REASONS WHY IT MIGHT BE HARD FOR KIDS TO TALK
- Told in the past and nothing happened.
- Told in the past and Mom got mad.
- Told in the past, Dad found out and Mom / family got hurt.
- Tried to tell in the past and no one listened.
- Fear Dad will find out and kill Mom / them (he may have threatened this).
- Believe that Dad is omnipotent and will hear them.
- Fear access will be stopped.
- Want extra benefits of seeing Dad.
- Fearful that Dad will go to jail.
- Shame: Protecting Mom / Dad / Family reputation.
- Need to believe that Dad loves them and would not hurt them intentionally.
- May not remember what happened.
- Need to remain in contact with Dad to assess his danger.
- Angry and blame both parents.
- Don’t have the language / words.
- Think abuse is normal.
THE EFFECTS UPON CHILDREN OF WITNESSING WOMAN ABUSE
Relationships with Parents
- Loss of respect for Mom because they see her as weak and ineffectual, she is then unable to enforce boundaries.
- Ambivalent feelings towards both parents, love Dad but hate him for what he does, love Mom but hate her for not stopping the abuse.
- Family relationships become distant / enmeshed versus stable / cohesive / flexible family unit.
- Diminished respect for both parents, don’t want to be like either one of them.

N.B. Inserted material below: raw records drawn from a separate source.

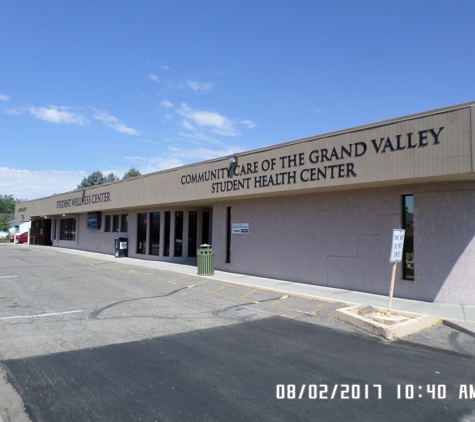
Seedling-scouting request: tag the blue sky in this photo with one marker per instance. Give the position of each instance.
(106, 85)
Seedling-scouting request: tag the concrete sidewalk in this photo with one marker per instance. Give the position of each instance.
(461, 317)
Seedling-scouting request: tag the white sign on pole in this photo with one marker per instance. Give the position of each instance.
(397, 245)
(241, 228)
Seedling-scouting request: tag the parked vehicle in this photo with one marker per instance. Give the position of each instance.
(20, 238)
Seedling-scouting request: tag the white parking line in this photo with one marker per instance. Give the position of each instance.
(42, 315)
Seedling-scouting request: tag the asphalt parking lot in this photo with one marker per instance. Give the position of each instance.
(89, 339)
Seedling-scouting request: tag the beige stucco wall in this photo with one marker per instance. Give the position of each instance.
(343, 239)
(431, 146)
(332, 231)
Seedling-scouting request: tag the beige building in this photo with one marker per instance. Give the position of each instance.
(319, 210)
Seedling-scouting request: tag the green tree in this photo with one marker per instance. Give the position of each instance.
(7, 204)
(97, 178)
(133, 172)
(3, 225)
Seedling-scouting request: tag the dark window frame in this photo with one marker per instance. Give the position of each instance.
(408, 261)
(67, 229)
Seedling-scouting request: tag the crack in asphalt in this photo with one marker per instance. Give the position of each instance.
(97, 312)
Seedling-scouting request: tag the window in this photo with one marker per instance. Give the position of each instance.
(408, 225)
(115, 223)
(205, 228)
(124, 223)
(142, 234)
(154, 233)
(166, 251)
(228, 235)
(192, 233)
(178, 233)
(68, 229)
(107, 225)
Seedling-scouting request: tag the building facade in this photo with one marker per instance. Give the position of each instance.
(320, 210)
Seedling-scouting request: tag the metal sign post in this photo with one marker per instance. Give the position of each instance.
(394, 258)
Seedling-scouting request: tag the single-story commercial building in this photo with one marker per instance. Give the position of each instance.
(319, 210)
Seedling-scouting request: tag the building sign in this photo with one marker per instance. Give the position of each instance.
(241, 228)
(95, 198)
(397, 246)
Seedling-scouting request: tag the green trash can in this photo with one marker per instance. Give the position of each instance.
(205, 258)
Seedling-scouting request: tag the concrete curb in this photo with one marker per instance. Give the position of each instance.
(412, 324)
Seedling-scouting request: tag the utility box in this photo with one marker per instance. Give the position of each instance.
(121, 247)
(205, 258)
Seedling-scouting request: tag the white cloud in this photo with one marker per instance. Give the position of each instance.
(153, 164)
(27, 184)
(113, 122)
(166, 103)
(249, 124)
(201, 154)
(207, 119)
(58, 115)
(199, 86)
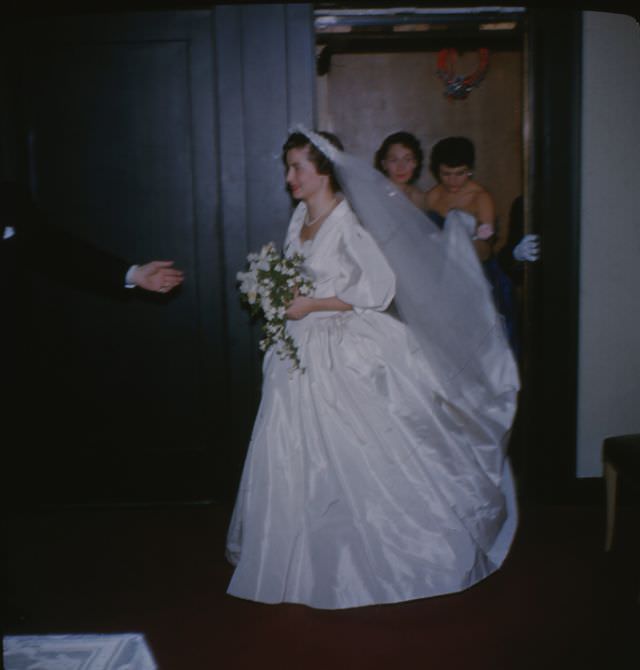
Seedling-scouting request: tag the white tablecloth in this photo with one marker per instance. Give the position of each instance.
(77, 652)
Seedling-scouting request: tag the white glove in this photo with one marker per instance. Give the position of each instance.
(528, 249)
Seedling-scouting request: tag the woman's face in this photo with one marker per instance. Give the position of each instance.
(454, 178)
(399, 164)
(303, 179)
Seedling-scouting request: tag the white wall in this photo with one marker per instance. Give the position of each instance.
(609, 346)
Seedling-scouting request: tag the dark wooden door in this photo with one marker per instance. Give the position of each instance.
(153, 135)
(118, 118)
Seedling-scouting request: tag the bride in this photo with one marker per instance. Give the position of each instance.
(377, 475)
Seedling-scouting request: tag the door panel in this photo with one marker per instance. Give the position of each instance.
(154, 136)
(119, 119)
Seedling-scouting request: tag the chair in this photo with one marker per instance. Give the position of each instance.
(620, 457)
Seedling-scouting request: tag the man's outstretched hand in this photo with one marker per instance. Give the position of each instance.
(157, 276)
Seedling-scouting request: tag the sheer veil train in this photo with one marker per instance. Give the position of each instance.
(445, 300)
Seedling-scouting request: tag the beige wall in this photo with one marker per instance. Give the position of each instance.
(609, 347)
(365, 97)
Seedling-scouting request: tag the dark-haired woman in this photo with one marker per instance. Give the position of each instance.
(399, 158)
(366, 480)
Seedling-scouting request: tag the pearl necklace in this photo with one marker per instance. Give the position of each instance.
(308, 224)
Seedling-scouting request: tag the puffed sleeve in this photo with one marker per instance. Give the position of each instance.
(365, 280)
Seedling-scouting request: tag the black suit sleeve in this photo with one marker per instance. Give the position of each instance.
(45, 247)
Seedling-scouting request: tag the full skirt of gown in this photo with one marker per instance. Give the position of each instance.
(363, 484)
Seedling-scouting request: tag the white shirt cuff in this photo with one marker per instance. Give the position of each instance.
(128, 280)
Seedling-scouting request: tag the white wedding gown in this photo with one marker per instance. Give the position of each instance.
(363, 482)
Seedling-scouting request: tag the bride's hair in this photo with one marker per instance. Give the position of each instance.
(322, 163)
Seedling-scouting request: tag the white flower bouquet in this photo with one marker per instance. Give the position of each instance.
(270, 283)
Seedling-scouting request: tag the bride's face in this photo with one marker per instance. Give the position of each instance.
(303, 179)
(399, 164)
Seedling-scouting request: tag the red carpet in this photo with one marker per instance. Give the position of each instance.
(558, 602)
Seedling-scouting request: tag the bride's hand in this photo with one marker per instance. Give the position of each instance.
(299, 307)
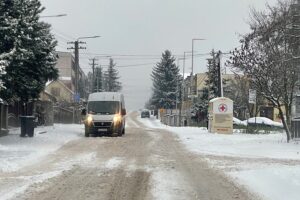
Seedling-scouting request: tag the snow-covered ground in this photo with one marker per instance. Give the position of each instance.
(266, 164)
(18, 152)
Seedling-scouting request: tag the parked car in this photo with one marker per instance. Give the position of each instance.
(145, 114)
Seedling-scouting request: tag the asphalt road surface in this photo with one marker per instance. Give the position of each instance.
(143, 164)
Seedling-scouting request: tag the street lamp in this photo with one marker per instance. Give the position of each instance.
(193, 52)
(77, 42)
(60, 15)
(96, 36)
(76, 49)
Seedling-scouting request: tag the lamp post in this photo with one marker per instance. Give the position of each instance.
(76, 52)
(193, 53)
(77, 42)
(48, 16)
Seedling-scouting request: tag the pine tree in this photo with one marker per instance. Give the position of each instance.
(98, 80)
(111, 78)
(166, 79)
(29, 48)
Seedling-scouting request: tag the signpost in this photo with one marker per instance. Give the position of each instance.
(220, 115)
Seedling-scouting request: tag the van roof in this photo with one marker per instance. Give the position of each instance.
(105, 96)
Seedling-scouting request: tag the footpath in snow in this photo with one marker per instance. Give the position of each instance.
(266, 164)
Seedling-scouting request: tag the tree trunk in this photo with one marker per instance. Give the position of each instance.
(286, 128)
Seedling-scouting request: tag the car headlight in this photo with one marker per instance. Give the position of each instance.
(117, 118)
(89, 119)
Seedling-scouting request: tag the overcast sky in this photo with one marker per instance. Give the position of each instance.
(136, 32)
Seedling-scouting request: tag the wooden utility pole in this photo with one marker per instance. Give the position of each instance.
(76, 95)
(93, 64)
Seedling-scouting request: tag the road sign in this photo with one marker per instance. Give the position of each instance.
(252, 96)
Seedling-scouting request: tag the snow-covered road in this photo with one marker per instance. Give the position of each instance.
(151, 155)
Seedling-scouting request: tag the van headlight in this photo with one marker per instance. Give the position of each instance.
(89, 119)
(117, 118)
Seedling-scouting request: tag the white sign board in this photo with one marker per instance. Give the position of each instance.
(252, 96)
(220, 115)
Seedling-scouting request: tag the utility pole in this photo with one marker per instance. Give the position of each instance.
(93, 64)
(76, 95)
(220, 83)
(76, 52)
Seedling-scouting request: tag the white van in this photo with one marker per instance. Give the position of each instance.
(105, 114)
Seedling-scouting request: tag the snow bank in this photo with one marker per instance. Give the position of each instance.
(18, 152)
(262, 120)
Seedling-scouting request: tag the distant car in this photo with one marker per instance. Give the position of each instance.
(145, 114)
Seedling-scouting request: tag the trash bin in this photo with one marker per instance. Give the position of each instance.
(27, 126)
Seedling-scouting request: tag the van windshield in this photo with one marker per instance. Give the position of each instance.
(103, 107)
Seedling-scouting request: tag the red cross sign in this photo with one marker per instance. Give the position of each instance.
(222, 107)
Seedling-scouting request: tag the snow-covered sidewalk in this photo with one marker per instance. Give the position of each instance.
(265, 164)
(18, 152)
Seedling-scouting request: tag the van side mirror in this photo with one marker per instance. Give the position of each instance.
(83, 111)
(123, 112)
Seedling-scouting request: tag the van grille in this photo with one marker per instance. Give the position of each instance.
(102, 124)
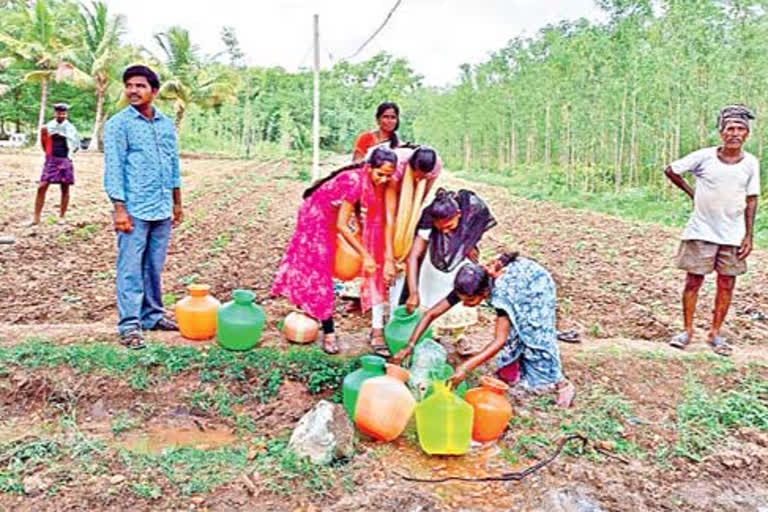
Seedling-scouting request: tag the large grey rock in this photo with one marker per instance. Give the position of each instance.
(323, 434)
(567, 499)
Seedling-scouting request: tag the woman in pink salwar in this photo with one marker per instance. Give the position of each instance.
(305, 273)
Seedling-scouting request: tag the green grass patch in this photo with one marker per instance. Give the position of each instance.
(319, 371)
(705, 417)
(192, 471)
(601, 417)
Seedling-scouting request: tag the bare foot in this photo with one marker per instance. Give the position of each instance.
(566, 392)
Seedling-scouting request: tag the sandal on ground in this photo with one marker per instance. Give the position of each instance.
(378, 345)
(329, 347)
(571, 336)
(680, 340)
(132, 340)
(720, 346)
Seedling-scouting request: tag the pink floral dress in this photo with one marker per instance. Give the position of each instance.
(305, 275)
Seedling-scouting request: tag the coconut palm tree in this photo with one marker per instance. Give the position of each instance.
(4, 63)
(36, 41)
(191, 79)
(99, 57)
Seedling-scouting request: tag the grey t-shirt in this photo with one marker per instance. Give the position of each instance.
(720, 197)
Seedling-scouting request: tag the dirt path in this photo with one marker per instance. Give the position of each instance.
(615, 278)
(616, 283)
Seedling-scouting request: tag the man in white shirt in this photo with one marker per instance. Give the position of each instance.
(719, 233)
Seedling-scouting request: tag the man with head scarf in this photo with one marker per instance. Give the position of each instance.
(719, 233)
(60, 141)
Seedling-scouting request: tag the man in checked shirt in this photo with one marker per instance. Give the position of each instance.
(142, 179)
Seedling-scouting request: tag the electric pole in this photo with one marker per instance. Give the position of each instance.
(316, 105)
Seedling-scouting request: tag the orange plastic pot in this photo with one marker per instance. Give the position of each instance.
(348, 263)
(196, 314)
(384, 405)
(299, 328)
(492, 409)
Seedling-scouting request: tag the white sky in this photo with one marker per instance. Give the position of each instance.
(436, 36)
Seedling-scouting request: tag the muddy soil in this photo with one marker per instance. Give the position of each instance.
(617, 285)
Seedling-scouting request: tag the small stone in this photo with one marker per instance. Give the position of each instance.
(609, 446)
(117, 479)
(34, 485)
(98, 411)
(567, 500)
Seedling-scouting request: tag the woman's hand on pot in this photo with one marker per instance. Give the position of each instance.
(369, 265)
(459, 375)
(402, 355)
(389, 271)
(412, 303)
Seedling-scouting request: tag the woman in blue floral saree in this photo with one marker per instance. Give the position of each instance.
(525, 342)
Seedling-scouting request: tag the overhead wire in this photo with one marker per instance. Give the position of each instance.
(376, 32)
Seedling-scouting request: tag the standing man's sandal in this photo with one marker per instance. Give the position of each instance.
(680, 341)
(720, 346)
(165, 324)
(132, 340)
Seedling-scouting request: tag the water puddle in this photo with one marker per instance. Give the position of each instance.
(154, 440)
(405, 458)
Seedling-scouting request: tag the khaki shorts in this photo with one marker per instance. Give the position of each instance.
(700, 257)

- May become responsible for parents — the parentified child. The child may feel responsible and the parents may treat the child in age / role inappropriate ways.
- May see Dad as emotionally inaccessible and then always be looking for the right time to approach him.
- They may have few direct ways of getting needs met and end up resorting to manipulative behaviour.
Effects on Health
- Somatic complaints.
- Nervous / anxious: a sense that something will happen.
- Short attention span, many children will be diagnosed with ADHD.
- Failure to thrive and / or move through developmental tasks.
- Stress related illness. Illness may be the only time they get any nurturing.
- Confusion between illness and depression, in young children the symptoms may appear quite similar.
- May feign illness as a way to stay home because they want to be home to protect Mom.
- As a way to keep others distant they may not attend to personal hygiene.
- Unable to risk getting to know new kids, few close friendships.
- Can’t solve problems so relationships end.
- Poor boundaries: tries to parent other kids, does not respect others’ privacy, personal space, may be reticent about giving personal info.
- Lack of confidence in own abilities, gives up easily, won’t try new things and is no fun for other kids.
- Sense of not fitting in, mixture of mature / immature behaviour, no one else is like me.
- Competition with siblings.
- Isolated, no one really likes me, afraid of bullies, doesn’t really know how to react to other kids.
- Trouble trusting because of the violation of the primary trust with parents.
- Perception of conflict as being inherently disrespectful, poor to no conflict resolution skills.
- Occupies either a passive or bullying role with respect to other kids.
Effects on Behaviour
- Acting out or withdrawing.
- Over / underachieving: motivation is the issue. Self-esteem relies on external validation so nothing but the very best performance is good enough.
- Passive / aggressive, rarely assertive.
- Care-taking, acting in adult roles.
- Rigid defences: aloof, sarcastic, blaming.
- Nightmares and other sleep problems.
- Age inappropriate behaviour, mixture of mature and immature behaviour.
- Scared all the time because the world is an unpredictable place.
- Responsible for the abuse, for parents staying together or separating, to protect Mom and other kids, for keeping the secret, taking care of things ….
- Parents may respond poorly to kids’ feelings, than they don’t learn how to express themselves and don’t feel safe to even try.
- Distorted boundaries: tight or lose versus flexible.
- Weak or rigid personal boundaries.
- Dad is the only one allowed to indulge in self-expression.
- Mom often receives increased abuse for her expressions which may include crying.